15 maio 2020

A DISPUTA entre o TRIBUNAL CONSTITUCIONAL da ALEMANHA e a COMISSÃO EUROPEIA



Políticamente, e como estudioso destas matérias, estou cheio de curiosidade para ver como é que o TC vai reagir a esta tentativa atrevida e inusitada, e mesmo imprudente, da Comissão Europeia de sub-valorizar a Constituição alemã e de defrontar o mais poderoso Tribunal, do mais poderoso país da União Europeia, acerca do Acórdão de Inconstitucionalidade proferido por aquele Órgão de Soberana da Alemanha, sobre o acto em preparação de ajuda suplementar aos Estados-Membros (Decisão vencedora por 7 Juízes contra 1).

1º). - Quanto ao Direito Nacional
Uma coisa são as Leis emanadas dos Parlamentos Nacionais e os Decretos-Lei dos Governos dos Estados-Membros, outra coisa é a Constituição de cada Estado-Membro.
A Constituição é a Lei Suprema na hierarquia do Quadro Legislativo de qualquer Estado e é superior em valia a qualquer Lei ou Decreto-Lei.

Em Resumo a hierarquia é a seguinte:
Mais importante: - A Constituição
Em 2º lugar: - As Leis da Assembleia da República;
Em 3º lugar: - Os Decretos-Lei do Governo.
Vem isto a propósito do recente Acórdão do Tribunal Constitucional da Alemanha acerca da participação deste País no novo "pacote de ajuda financeira" a ser gerido pela Comissão e pelo BCE.
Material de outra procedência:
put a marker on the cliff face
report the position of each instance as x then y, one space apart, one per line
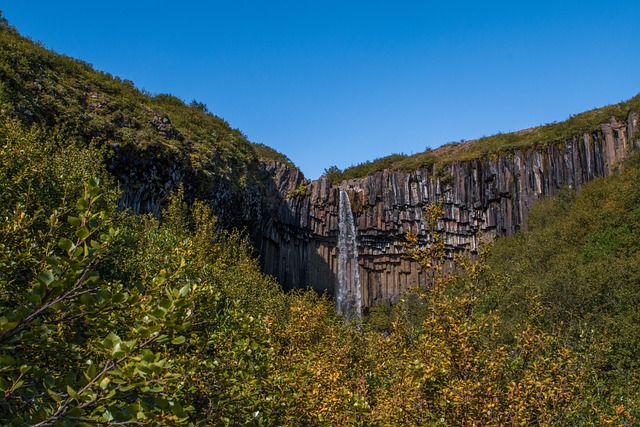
482 198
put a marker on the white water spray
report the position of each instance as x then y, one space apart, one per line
348 293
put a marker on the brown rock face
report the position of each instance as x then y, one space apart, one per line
487 197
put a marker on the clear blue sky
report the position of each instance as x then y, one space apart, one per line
340 82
2º). - Quanto ao Direito Comunitário e sua vigência em cada Estado-Membro
O que foi instituído nos Tratados foi que o Direito Comunitário, no que se refere a Regulamentos passariam a ter um valor igual às Leis dos Parlamentos Nacionais, tendo estes uma Aplicabilidade Directa no Ordenamento Jurídico de cada Estado-Membro.
Por aplicabilidade directa entende-se que não precisavam de cumprir nenhuma formalidade jurídico-técnica em cada País para terem validade e aplicação.
Quanto às Directivas ficou estabelecido que estas, sendo de cumprimento obrigatório, teriam que ser transpostas para o ordenamento jurídico nacional, ou seja, têm que cumprir as formalidades jurídico-técnicas para entrarem em vigor no ordenamento jurídico da cada Estado-Membro, nomeadamente a sua publicação em Diário da República.
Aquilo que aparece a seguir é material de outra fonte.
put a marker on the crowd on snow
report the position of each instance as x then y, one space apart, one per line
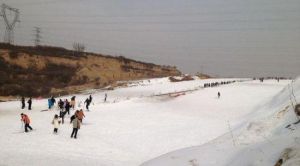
64 107
214 84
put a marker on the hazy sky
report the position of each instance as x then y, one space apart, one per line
218 37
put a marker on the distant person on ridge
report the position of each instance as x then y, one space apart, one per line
26 121
73 102
61 104
67 107
56 122
90 98
53 101
49 104
29 103
80 115
105 97
23 102
76 126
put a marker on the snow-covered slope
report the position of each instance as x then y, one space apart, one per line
261 141
145 120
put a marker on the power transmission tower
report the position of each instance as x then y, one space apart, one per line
37 35
10 25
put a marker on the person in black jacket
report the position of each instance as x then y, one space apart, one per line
29 103
87 103
23 102
53 101
67 107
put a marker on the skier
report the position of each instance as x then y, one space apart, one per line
23 102
88 102
90 98
73 102
76 126
49 104
67 106
105 97
53 101
56 122
80 115
61 104
62 114
29 103
26 121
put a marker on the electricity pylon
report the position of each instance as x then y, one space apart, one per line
10 25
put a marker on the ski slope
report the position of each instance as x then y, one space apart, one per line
142 121
260 141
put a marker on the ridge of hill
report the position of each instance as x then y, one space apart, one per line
45 70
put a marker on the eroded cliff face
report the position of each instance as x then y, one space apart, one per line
44 71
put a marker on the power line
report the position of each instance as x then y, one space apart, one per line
10 25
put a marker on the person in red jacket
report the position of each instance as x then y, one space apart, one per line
26 121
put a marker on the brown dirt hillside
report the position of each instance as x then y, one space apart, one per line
44 71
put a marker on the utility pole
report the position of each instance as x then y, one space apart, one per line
37 35
10 25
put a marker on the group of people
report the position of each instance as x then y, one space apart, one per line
213 84
29 102
75 119
64 108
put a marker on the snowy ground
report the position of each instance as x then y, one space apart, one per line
139 123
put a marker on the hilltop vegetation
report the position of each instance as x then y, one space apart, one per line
44 70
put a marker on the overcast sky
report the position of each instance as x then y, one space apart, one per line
218 37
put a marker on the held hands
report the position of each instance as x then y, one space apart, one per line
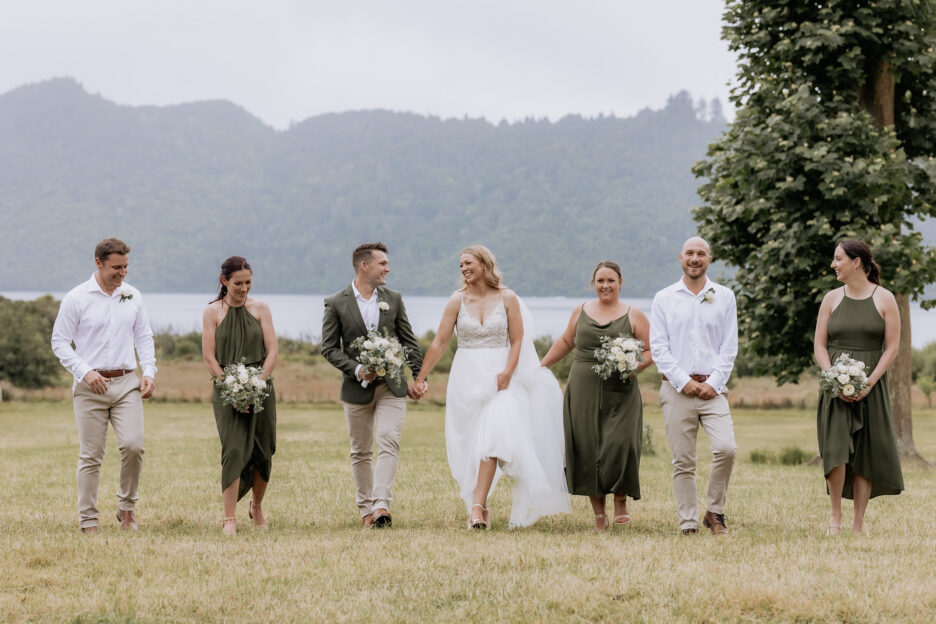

3º). - Não entrando em mais tecnicidades,
O que ficou acordado entre os Estados foi que os Tratados e Regulamentos e Directivas europeias teriam primazia de aplicação sobre as Leis e Decretos-Lei de cada Estado.
Mas teriam e seriam de Valor Legal Inferior às Constituições de cada Estado.
Mesmo para a aplicação dos Regulamentos, o Art.º 8º da nossa Constituição teve que ser modificado de forma a albergar essa exigência comunitária.

No que respeita ao Banco Central Europeu as suas competências, estabelecidas nos Tratados cingiam-se a três principais: - Manter a inflação controlada em redor dos 2%; - Emitir Moeda – Euro; 3º Superintender o Sistema de Bancos Centrais.
Ora o que se verifica, desde 2012 é que o BCE fez uma Interpretação Extensiva dos seus Estatutos e Competências, embora com o acordo dos Governos, ou um “fechar de olhos” dos então 28 Estados (agora 27).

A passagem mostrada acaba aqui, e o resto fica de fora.